13.08.2013, 06:55 Uhr

Es kommt hier nicht nur auf die Reserveren an. Was ist mit dem Verbrauch?
Zudem sind Reserven zu unterscheiden. Wenn man sich wirklich mit diesem Thema des Peak Oil auseinandersetzt wird man feststellen dass es bald zu ende geht.

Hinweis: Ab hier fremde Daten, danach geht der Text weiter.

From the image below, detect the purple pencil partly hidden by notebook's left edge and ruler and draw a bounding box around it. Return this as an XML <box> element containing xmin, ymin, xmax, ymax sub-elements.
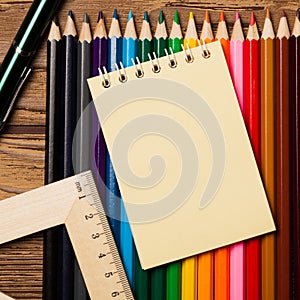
<box><xmin>91</xmin><ymin>12</ymin><xmax>108</xmax><ymax>204</ymax></box>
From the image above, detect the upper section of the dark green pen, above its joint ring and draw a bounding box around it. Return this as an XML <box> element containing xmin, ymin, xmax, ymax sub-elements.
<box><xmin>14</xmin><ymin>0</ymin><xmax>61</xmax><ymax>52</ymax></box>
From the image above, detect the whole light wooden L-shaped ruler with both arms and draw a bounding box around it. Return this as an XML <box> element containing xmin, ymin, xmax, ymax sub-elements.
<box><xmin>0</xmin><ymin>171</ymin><xmax>134</xmax><ymax>300</ymax></box>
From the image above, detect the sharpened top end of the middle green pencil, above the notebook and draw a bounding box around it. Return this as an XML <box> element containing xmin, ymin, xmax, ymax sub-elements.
<box><xmin>153</xmin><ymin>10</ymin><xmax>168</xmax><ymax>57</ymax></box>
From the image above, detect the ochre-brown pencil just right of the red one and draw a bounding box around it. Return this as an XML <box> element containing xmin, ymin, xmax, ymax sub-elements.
<box><xmin>261</xmin><ymin>10</ymin><xmax>276</xmax><ymax>299</ymax></box>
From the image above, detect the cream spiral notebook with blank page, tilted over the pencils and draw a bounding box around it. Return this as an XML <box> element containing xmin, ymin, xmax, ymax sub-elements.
<box><xmin>88</xmin><ymin>42</ymin><xmax>275</xmax><ymax>269</ymax></box>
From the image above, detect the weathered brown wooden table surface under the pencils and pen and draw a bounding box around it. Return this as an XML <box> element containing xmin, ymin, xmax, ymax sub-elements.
<box><xmin>0</xmin><ymin>0</ymin><xmax>299</xmax><ymax>299</ymax></box>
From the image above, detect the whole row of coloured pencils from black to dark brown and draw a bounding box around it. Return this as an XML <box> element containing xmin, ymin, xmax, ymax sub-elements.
<box><xmin>44</xmin><ymin>6</ymin><xmax>300</xmax><ymax>300</ymax></box>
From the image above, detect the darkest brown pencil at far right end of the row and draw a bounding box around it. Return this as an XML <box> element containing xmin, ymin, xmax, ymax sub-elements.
<box><xmin>289</xmin><ymin>9</ymin><xmax>300</xmax><ymax>299</ymax></box>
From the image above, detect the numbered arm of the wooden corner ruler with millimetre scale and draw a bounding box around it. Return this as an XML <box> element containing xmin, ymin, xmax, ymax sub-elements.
<box><xmin>66</xmin><ymin>172</ymin><xmax>133</xmax><ymax>299</ymax></box>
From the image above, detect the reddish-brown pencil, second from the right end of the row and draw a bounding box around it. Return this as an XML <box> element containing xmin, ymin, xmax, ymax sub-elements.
<box><xmin>275</xmin><ymin>12</ymin><xmax>291</xmax><ymax>300</ymax></box>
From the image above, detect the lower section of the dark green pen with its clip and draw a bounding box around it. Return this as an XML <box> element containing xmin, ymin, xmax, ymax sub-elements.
<box><xmin>0</xmin><ymin>46</ymin><xmax>31</xmax><ymax>127</ymax></box>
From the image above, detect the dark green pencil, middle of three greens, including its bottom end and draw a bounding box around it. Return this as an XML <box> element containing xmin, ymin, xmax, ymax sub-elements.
<box><xmin>151</xmin><ymin>10</ymin><xmax>168</xmax><ymax>300</ymax></box>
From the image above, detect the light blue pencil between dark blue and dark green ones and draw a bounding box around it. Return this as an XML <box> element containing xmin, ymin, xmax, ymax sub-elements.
<box><xmin>120</xmin><ymin>11</ymin><xmax>137</xmax><ymax>291</ymax></box>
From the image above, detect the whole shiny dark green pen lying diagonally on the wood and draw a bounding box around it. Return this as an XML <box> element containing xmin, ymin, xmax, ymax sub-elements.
<box><xmin>0</xmin><ymin>0</ymin><xmax>61</xmax><ymax>130</ymax></box>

Simple Mathematik verrät dass beispielsweise Exxons Prognosen nicht stimmen können.

k.reiff@gmx.de

13.08.2013, 07:03 Uhr

Das Ölreserven genügend vorhanden sind und die Wissenschaft sich in der Vergangenheit irrte zeigt doch wie die Technik fortschreitet auf dem Weg Energien für die Zukunft sicher zu stellen.
Es wundert mich jedoch nicht das Sie Fracking als eine gute Alternative erwähnen. Ich hatte schon öfter den Eindruck das Ihnen jede Methode zur Gewinnung von Energie - abgesehen von alternativen Methoden - recht ist.
Man gewinnt den Eindruck das über Energiepolitik bei Ihnen nur die ewig Gestrigen schreiben oder aber die Nähe zur Atomwirtschaft durch wirtschaftliche Interessen den Blick für das, was die Bevölkerung will, verfälscht.
Bei Ihren Berichten zur Energiewende, die im Grunde verteufelt wird, kann man leider nur Einseitigkeit feststellen. Der Wunsch der Bevölkerung ist Ihnen egal, 82 % wollen noch immer ohne Atomkraft auskommen, aber Sie stellen alles so dar als ob diese Wende nicht mehr gewünscht wird wegen steigender Energiepreise.
Schade für eine solche einseitige und negative Berichterstattung.(...)

Beitrag von der Redaktion editiert. Bitte bleiben Sie sachlich.

Chico12

13.08.2013, 07:46 Uhr

..."wie lange die – stetig wachsende – Weltölreserve noch reicht"... wie kann auf einem räumlich begrenzten Planeten eine Reserve stetig wachsen???